Figure 2.9  Selecting IDE colors.
Here are the text items whose colors you can select:


•  Normal Text
•  Selection Text
•  Syntax Error Text
•  Execution Point Text
•  Breakpoint Text
•  Comment Text
•  Keyword Text
•  Identifier Text
•  Bookmark Text
•  Call Return Text

To set a particular type of text’s color and background color, just select the appropriate color from the drop-down list boxes labeled Foreground and Background, and click on OK. You can also set text font and font sizes in the same way—just specify the new setting and click on the OK button to customize the text the way you want it.

Aligning, Sizing, And Spacing Multiple Controls
Visual Basic is very...well...visual, and that includes the layout of controls in your programs. If you’ve got a number of controls that should be aligned in a straight line, it can be murder to have to squint at the screen, aligning those controls in a line down to the very last pixel. Fortunately, there’s an easier way to do it:

1.  Hold down the Ctrl key and click all the controls you want to align.
2.  Make sure you have one control in the correct position, and click that one last.

Sizing handles, the eight small boxes that you can grasp with the mouse to resize a control, appear around all the clicked controls. The sizing handles appear hollow around all but the last control you clicked, as shown in Figure 2.10; the last control you clicked has solid sizing handles, and it will act as the key control. The other controls will be aligned using this key control’s position.
To align all the selected controls to the same left, right, or center position of the key control, you continue with these steps:

3.  Select the Align item in the Format menu, opening the Align submenu, as shown in Figure 2.10.

Figure 2.10  Aligning new controls.
4.  Select the type of alignment you want in the Align submenu: align the left, the center, the right, the top, the middle, or the bottom edges of the controls with the key control.
5.  While the controls are still collectively selected, you can move them, if you like, as a group to any new location now that they are aligned as you want them.

To size all selected controls the same as the key control, follow Steps 1 and 2, and then continue this way:

3.  Select the Make Same Size item in the Format menu, opening that submenu, as shown in Figure 2.11.

Figure 2.11  Sizing new controls.
4.  Choose the appropriate item in the Make Same Size submenu to size the controls as you want them: matching the key control’s width, height, or both.

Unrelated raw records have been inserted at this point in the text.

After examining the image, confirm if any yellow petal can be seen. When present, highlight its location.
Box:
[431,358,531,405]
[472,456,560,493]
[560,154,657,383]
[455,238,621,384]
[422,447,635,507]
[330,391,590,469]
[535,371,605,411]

To space multiple controls vertically or horizontally, follow Steps 1 and 2 and then continue:

3.  Select the Horizontal Spacing or Vertical Spacing item in the Format menu, opening that submenu, as shown in Figure 2.12.

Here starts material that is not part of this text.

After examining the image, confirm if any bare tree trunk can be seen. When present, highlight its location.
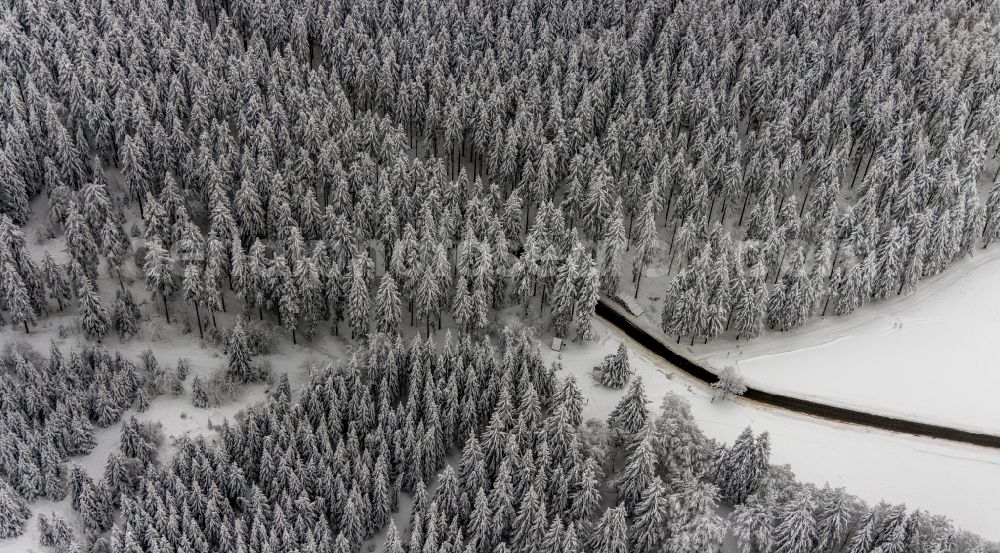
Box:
[738,190,750,227]
[194,303,205,340]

Figure 2.12  Spacing controls.
4.  To space the controls horizontally or vertically, select one of the items in the corresponding submenu:

•  Make Equal—Sets the spacing to the average of the current spacing
•  Increase—Increases by one grid line
•  Decrease—Decreases by one grid line
•  Remove—Removes spacing


The Design Time Grid
Spacing depends on grid lines. The grid is made up of the array of dots you see on a form at design time. This grid is to help you place controls on a form, and by default, controls are aligned to the grid (which means they are sized to fit along vertical and horizontal lines of dots). You can change the grid units (in twips) in the Options box when you click the General tab, as shown in Figure 2.13. (To open the Options box, select the Options item in the Tools menu.)

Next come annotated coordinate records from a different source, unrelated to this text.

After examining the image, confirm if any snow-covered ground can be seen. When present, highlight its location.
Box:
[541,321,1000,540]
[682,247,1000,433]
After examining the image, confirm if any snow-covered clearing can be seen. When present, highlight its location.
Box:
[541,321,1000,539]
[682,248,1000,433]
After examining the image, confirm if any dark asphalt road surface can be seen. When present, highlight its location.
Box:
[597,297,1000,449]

Figure 2.13  Modifying the grid settings.
Besides setting the units of the grid, you can also specify whether or not controls must be aligned to the grid by checking the Align Controls To Grid checkbox.

Setting A Startup Form Or Procedure
Visual Basic programs mean windows, right? Not necessarily. Visual Basic programs do not need to have any windows at all, in fact. That case is a little extreme, but there are times when you don’t want to start your program with code in a form. For example, you might want to display a flash screen when your program first starts, without waiting for the first (possibly complex) form to load, and then switch to the form when it does load.